I found that the same process (see last post) could be observed in a range of human situations. A man may be on shaky ground in talking about the experience of childbirth but the experience is described as involving moments when the pain can simply no longer be managed, and that it is just at such moments that there is a shift or change, a moving on towards the moment of birth. Working with people in trouble sometimes reflected a similar pattern – I would reach a moment of despair when nothing more seemed possible in working with an individual or family. I would discuss the case with my supervisor to see if I could be rescued from this sense of hopelessness and paralysis, only to find when the client next returned, that something had changed and new possibilities had emerged.

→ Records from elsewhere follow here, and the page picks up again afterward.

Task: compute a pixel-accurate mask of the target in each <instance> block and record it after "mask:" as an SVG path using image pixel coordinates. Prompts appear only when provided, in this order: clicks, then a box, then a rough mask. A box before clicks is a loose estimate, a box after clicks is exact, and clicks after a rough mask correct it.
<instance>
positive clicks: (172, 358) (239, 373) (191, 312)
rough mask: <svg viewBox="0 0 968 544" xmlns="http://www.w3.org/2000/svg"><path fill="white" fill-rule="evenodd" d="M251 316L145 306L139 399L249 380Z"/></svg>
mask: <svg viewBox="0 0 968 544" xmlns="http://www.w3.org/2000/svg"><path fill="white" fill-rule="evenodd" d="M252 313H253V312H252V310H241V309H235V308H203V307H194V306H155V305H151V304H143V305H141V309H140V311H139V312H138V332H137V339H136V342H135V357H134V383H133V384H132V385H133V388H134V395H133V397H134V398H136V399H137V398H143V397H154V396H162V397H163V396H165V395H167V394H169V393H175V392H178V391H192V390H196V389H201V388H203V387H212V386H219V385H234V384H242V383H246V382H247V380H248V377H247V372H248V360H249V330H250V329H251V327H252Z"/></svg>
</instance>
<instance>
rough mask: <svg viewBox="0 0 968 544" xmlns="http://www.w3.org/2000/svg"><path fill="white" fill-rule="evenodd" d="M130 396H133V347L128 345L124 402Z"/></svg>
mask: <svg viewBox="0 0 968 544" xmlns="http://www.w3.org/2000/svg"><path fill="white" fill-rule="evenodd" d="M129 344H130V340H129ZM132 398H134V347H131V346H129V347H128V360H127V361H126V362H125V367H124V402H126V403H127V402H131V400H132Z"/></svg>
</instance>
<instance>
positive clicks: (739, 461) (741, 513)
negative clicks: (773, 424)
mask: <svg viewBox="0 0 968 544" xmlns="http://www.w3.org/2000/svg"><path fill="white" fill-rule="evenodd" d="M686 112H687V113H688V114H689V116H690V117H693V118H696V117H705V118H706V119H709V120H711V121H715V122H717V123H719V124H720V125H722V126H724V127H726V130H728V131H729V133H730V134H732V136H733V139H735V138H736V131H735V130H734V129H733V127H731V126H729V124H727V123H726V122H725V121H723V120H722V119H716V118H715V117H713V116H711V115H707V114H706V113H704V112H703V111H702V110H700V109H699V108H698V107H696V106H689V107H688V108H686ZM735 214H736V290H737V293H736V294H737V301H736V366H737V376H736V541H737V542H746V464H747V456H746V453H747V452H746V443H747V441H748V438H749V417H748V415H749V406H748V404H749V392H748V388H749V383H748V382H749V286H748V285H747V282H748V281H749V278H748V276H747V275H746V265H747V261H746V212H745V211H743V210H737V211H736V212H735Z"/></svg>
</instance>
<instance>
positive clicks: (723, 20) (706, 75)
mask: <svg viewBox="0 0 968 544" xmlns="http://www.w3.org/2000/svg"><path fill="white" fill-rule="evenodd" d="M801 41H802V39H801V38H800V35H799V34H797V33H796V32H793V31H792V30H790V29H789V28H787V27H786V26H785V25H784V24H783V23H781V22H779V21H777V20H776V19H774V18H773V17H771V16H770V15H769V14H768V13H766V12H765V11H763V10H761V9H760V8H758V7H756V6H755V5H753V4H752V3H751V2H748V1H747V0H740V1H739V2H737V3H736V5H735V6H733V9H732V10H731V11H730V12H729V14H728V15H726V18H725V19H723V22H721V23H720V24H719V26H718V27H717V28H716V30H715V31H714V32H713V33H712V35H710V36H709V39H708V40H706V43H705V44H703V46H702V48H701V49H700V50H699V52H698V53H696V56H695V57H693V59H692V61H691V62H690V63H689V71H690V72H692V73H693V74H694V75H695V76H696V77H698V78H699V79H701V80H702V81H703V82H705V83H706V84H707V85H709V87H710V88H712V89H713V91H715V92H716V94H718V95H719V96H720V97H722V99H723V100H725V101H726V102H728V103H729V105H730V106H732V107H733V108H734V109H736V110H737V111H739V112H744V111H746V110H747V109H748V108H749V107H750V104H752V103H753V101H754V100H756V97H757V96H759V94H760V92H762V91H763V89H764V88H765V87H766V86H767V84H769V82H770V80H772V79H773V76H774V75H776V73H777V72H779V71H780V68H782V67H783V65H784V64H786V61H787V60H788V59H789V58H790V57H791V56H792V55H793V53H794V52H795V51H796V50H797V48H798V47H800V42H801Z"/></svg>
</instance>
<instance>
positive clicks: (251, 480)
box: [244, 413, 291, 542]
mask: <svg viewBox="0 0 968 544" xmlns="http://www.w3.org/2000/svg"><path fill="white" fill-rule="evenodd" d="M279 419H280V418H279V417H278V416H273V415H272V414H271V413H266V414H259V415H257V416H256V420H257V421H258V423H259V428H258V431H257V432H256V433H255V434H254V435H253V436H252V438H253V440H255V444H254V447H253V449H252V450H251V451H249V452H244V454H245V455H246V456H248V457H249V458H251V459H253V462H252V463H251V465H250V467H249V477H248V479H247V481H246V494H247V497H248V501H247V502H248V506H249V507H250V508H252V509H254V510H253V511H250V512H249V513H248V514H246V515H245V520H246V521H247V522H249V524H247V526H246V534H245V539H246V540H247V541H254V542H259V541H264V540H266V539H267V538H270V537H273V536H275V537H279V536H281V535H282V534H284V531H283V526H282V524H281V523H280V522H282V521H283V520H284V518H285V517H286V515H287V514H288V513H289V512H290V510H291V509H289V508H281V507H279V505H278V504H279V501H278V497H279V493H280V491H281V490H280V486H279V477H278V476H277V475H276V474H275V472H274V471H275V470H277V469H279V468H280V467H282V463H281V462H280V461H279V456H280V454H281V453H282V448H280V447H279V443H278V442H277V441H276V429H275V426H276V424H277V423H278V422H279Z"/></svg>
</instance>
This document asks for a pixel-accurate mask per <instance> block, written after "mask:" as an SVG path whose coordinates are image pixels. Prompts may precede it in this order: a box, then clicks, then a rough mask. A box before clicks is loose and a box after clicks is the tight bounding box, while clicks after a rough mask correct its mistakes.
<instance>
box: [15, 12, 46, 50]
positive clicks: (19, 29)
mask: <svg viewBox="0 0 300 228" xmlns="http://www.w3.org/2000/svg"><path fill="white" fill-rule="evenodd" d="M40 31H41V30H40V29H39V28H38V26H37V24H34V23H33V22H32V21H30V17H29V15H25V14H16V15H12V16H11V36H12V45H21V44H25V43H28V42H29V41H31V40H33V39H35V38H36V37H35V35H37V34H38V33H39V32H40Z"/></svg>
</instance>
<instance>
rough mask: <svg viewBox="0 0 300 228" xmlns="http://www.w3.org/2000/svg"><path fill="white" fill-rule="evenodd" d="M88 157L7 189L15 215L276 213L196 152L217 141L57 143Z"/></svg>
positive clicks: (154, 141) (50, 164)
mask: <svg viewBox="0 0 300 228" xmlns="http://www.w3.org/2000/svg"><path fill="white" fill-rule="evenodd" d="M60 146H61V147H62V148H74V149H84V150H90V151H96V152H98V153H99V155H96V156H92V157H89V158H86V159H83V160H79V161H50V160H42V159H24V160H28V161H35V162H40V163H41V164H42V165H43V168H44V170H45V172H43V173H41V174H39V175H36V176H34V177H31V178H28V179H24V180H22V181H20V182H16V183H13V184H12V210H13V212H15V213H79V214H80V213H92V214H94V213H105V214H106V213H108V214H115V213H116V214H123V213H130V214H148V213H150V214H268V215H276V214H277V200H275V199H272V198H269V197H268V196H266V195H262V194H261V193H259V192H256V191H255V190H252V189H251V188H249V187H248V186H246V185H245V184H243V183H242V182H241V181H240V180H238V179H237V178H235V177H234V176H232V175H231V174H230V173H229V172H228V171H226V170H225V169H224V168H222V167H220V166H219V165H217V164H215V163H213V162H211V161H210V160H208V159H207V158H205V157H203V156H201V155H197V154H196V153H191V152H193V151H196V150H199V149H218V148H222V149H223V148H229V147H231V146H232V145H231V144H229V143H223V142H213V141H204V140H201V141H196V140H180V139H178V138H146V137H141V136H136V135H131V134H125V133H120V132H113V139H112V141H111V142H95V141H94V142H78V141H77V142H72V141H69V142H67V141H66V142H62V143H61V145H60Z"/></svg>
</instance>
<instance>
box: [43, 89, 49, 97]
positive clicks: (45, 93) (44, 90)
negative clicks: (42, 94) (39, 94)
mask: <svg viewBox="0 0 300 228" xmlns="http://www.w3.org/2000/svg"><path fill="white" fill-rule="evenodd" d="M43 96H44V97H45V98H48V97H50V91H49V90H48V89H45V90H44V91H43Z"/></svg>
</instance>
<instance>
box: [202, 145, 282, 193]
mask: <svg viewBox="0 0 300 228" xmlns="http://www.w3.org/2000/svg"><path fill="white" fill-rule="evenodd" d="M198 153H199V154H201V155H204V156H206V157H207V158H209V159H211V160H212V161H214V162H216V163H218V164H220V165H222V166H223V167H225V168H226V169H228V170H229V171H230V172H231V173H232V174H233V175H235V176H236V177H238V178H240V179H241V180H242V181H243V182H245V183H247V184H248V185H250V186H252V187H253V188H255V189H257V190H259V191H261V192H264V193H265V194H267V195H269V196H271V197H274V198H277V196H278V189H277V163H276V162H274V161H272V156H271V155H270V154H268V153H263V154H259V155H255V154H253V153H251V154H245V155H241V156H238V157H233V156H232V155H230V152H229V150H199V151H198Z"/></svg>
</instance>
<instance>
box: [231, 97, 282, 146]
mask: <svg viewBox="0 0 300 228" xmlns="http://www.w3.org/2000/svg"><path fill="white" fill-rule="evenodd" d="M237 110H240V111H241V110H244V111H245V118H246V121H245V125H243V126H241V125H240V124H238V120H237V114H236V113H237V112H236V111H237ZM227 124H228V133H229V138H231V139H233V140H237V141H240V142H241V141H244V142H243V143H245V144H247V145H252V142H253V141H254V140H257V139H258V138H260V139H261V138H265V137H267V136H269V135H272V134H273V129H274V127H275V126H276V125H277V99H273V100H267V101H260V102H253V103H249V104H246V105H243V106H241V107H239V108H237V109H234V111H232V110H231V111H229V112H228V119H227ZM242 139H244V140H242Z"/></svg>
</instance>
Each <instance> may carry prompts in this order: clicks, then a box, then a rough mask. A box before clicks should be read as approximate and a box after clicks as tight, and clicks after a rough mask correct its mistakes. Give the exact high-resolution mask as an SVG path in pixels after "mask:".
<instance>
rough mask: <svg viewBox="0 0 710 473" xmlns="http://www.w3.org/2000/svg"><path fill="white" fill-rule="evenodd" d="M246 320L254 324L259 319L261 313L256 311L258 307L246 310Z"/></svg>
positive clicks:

This pattern is definitely a characteristic of the bereavement process. I was visiting one very sensible thoughtful lady whose husband had died some months earlier. She was getting on with a sort of life day by day but with a kind of mechanical emptiness. Her family was supportive and she would have described herself as ‘coping’. She knew however that she was not alright, that she was going through the motions of living. One day I visited her to find her distressed and frightened. It turned out that she had suddenly lost control and trashed her kitchen – crockery and glassware broken, furniture thrown. This was of course deeply disturbing to her, and she was ashamed and frightened about the loss of control. It was however, also a turning point in her grieving process from which moment she began to find life more real and herself to be more ‘there’.
Most of the volunteers in the first group in the Bereavement service could identify similar moments of crisis as turning points. It is this phenomenon that is so important in the early stage of bereavement – it seems there has to be some moment of shock and fear to bring the death of a loved one into reality for the bereaved. For some it was seeing the dead body; for others it was clearing out the wardrobe of the dead person, or the moment when the coffin is laid in earth or moved out of sight at the crematorium. These moments are surrounded by considerable anxiety, often generated in those close to the bereaved person. Doctors could be found prescribing medication to ‘protect’ the individual from the distress whether manifested in sleeplessness or in anxiety, and sometimes as a consequence were party to delaying the recovery process. There are often concerns to ‘protect the children’ and understandable though this is, in that way to deprive the children of the chance to grapple with the reality and to grow and learn from the experience. They can be kept in a state where they are dependent on the adult’s evasive descriptions of reality, accompanied only by the fearsome imaginations they create to make up for direct experience.